Synthesis of the cyclic aluminatophosphazene ring N(PCl2NMe)2AlMeCl (5) has been achieved via a skeletal transmetalation reaction between AlMe3 and the boratophosphazene N(PCl2NMe)2BCl2 (1). Reaction of 5 with various halogenated Lewis acids such as GaCl3 yielded the fully chlorinated aluminum heterocycle N(PCl2NMe)2AlCl2 (8) through a methyl−halogen exchange process. In contrast, treatment of 5 with excess AlMe3 resulted in complete methylation at aluminum to give N(PCl2NMe)2AlMe2 (6). Compound 5 was reacted with various Ag+ salts with weakly coordinating anions, including Ag[OSO2CF3], which afforded the triflate-substituted heterocycle N(PCl2NMe)2AlMe(OSO2CF3) (9). The reaction of 5 with Ag[BF4] surprisingly produced the previously known fluorinated boratophosphazene N(PCl2NMe)2BF2 (10).

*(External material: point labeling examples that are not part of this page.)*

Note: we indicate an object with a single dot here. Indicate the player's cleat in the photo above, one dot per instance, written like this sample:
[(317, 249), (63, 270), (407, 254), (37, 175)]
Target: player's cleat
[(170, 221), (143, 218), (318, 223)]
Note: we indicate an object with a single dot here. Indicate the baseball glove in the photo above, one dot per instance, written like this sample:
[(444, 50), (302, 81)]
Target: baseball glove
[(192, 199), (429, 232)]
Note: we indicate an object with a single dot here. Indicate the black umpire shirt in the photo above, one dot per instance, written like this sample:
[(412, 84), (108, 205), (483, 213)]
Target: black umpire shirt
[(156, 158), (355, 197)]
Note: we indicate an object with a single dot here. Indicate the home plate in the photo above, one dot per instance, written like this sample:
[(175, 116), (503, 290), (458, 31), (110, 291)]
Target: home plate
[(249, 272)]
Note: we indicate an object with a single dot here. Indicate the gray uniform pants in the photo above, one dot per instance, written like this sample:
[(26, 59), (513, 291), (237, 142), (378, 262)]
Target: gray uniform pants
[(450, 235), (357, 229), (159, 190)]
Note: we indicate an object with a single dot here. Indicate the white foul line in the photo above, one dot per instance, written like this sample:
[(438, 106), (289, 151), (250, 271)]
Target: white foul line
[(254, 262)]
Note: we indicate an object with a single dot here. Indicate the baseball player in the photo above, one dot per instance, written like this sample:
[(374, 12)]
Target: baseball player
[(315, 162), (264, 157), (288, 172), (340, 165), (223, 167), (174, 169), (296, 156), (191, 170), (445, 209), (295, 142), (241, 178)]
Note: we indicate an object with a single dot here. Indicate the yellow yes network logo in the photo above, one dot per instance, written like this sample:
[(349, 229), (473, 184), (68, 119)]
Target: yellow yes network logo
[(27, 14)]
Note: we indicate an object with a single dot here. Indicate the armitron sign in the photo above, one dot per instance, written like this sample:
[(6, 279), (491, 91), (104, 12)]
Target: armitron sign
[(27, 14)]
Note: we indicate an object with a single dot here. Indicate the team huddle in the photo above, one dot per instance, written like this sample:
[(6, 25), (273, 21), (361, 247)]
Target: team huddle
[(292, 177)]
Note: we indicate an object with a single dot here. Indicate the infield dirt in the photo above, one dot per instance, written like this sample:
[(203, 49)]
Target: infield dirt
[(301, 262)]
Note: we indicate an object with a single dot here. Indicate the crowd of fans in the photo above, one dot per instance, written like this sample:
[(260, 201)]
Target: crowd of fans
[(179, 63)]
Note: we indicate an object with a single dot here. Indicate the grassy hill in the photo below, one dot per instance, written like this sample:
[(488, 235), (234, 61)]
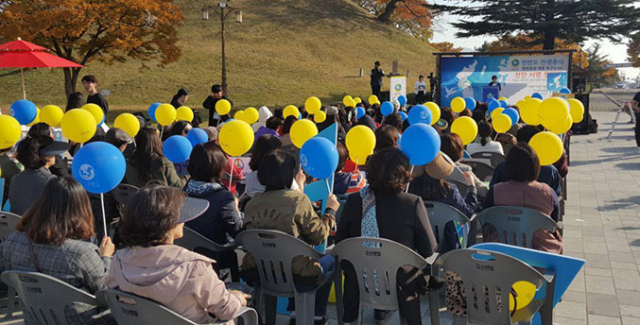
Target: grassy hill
[(283, 52)]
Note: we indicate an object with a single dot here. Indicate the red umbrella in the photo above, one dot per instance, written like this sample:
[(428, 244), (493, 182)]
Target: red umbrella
[(22, 54)]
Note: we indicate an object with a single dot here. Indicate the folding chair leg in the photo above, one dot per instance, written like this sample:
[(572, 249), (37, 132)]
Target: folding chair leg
[(305, 306), (434, 306)]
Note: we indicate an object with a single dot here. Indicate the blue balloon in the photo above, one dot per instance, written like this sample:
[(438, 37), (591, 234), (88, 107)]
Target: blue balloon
[(386, 109), (421, 143), (24, 111), (513, 114), (177, 149), (99, 167), (471, 103), (402, 100), (319, 157), (420, 114), (493, 104), (197, 136), (152, 111)]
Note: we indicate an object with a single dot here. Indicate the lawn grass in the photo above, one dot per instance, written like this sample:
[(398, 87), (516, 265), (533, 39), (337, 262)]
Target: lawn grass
[(285, 51)]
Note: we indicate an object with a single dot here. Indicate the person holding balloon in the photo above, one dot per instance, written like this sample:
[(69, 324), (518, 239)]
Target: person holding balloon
[(149, 164), (36, 155)]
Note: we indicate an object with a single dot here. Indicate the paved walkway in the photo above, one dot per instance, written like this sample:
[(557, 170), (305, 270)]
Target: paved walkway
[(602, 225)]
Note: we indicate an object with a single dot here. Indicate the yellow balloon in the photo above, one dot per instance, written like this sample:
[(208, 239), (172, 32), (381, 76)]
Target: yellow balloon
[(184, 113), (165, 114), (301, 131), (547, 146), (501, 122), (466, 128), (37, 119), (577, 110), (10, 131), (291, 111), (78, 125), (128, 123), (319, 117), (236, 137), (52, 115), (496, 112), (458, 104), (525, 292), (312, 105), (563, 127), (223, 107), (529, 111), (435, 111), (360, 141), (251, 115), (239, 115), (553, 110), (96, 111)]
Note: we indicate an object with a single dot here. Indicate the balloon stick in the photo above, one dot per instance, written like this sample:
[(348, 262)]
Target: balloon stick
[(104, 218)]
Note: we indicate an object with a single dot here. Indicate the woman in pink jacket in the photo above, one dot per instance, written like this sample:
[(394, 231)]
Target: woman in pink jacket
[(152, 267)]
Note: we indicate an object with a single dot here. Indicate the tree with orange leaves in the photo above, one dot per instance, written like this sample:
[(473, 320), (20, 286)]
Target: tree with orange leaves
[(108, 31)]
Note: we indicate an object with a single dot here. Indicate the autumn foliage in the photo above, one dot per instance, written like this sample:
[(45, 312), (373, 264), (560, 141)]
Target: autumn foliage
[(100, 30)]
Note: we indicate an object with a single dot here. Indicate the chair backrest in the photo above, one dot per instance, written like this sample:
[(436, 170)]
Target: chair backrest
[(273, 251), (481, 169), (8, 223), (44, 297), (487, 279), (441, 213), (494, 157), (123, 193), (376, 262), (516, 225), (192, 240)]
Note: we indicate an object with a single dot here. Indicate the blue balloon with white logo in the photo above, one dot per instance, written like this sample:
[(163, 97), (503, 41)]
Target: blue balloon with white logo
[(24, 111), (386, 108), (420, 114), (402, 100), (493, 104), (513, 114), (99, 167), (319, 157), (471, 103), (177, 149), (152, 111), (421, 143), (197, 136)]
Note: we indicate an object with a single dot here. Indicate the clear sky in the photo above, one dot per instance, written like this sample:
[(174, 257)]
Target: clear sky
[(445, 32)]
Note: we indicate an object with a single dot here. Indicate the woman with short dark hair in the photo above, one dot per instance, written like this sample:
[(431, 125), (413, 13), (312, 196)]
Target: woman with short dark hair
[(522, 189), (151, 266), (148, 163), (53, 238), (383, 209)]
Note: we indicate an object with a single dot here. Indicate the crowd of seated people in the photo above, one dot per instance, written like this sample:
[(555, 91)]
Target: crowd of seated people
[(386, 199)]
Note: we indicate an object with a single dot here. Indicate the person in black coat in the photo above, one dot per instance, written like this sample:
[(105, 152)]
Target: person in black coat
[(210, 104)]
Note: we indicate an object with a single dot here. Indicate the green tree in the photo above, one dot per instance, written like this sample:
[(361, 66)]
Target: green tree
[(546, 20)]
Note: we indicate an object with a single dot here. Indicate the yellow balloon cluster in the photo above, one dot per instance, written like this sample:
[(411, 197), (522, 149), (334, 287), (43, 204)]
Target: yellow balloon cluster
[(301, 131), (360, 142)]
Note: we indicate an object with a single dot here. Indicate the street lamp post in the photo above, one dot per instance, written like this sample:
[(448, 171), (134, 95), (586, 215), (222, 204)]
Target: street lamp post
[(223, 10)]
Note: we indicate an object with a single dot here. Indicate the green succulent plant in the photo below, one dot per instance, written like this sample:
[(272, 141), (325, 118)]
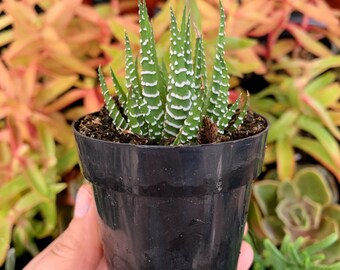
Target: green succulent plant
[(161, 103), (303, 207)]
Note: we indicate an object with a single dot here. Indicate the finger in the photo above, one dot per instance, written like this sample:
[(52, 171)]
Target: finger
[(79, 247), (102, 264), (246, 257)]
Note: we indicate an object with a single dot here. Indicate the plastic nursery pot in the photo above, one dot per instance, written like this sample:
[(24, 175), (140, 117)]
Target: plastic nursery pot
[(166, 207)]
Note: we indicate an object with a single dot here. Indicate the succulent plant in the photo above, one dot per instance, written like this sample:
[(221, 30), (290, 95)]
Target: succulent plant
[(161, 103), (303, 207)]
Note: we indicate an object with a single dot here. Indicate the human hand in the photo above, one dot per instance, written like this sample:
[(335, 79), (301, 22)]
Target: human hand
[(79, 247)]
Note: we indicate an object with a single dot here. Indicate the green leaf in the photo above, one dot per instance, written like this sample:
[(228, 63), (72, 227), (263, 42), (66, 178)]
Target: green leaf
[(242, 114), (285, 158), (313, 185), (265, 195), (319, 246), (5, 239), (322, 135), (237, 43), (179, 95), (135, 101), (308, 42), (320, 82), (317, 151), (12, 189), (282, 125), (10, 261), (150, 77), (49, 214), (111, 105), (322, 113), (217, 88)]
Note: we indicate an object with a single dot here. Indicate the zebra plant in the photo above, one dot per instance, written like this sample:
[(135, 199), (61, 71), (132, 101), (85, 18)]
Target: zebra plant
[(162, 104)]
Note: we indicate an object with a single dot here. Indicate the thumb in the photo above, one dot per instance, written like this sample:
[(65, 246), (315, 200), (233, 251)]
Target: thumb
[(79, 247)]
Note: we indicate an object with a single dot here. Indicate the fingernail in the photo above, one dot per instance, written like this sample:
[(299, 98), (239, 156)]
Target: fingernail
[(83, 202)]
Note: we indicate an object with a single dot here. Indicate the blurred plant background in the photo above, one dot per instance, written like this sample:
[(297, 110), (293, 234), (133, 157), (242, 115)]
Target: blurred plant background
[(285, 53)]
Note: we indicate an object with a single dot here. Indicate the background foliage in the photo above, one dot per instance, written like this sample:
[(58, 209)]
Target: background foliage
[(283, 52)]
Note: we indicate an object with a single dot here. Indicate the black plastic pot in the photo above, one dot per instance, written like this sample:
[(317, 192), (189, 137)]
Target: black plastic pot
[(166, 207)]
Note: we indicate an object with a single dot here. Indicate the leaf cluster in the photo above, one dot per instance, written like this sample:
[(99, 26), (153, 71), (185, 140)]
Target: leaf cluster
[(163, 103)]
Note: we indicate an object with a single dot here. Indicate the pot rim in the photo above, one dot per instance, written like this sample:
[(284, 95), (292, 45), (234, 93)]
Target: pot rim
[(77, 133)]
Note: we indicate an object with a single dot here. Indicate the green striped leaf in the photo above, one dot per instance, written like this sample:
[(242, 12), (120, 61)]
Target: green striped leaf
[(154, 112), (136, 118), (179, 95), (110, 103), (215, 90)]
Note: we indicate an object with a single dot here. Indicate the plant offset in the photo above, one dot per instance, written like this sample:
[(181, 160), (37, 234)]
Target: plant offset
[(172, 104)]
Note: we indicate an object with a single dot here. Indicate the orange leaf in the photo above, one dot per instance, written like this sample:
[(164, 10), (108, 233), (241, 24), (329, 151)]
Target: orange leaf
[(319, 12), (20, 45), (54, 89), (74, 64), (30, 78), (92, 101), (308, 42), (6, 82), (61, 13), (65, 101)]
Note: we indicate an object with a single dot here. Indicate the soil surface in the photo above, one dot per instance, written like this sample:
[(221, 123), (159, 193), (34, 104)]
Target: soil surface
[(99, 126)]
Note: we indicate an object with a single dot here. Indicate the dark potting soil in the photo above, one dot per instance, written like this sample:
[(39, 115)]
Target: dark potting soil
[(100, 126)]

The transformation of 1 to 5 and then to 10 represents a rare, formally reversible, skeletal transmetalation process involving boron and aluminum. Treatment of 5 with Ag[PF6] led to the insertion of phosphorus in place of aluminum to form the novel zwitterionic fluorinated phosphorus(V) heterocycle N(PCl2NMe)2PF4 (11). The ethyl-substituted aluminatophosphazene N(PCl2NMe)2AlMeEt (14) reacted cleanly with a 1:1 mixture of [Ph3C][B(C6F5)4] and THF to give the novel donor-stabilized alumazine−phosphazene hybrid cation, [7·THF]+, as the [B(C6F5)4]- salt [N(PCl2NMe)2AlMe·THF][B(C6F5)4] (15).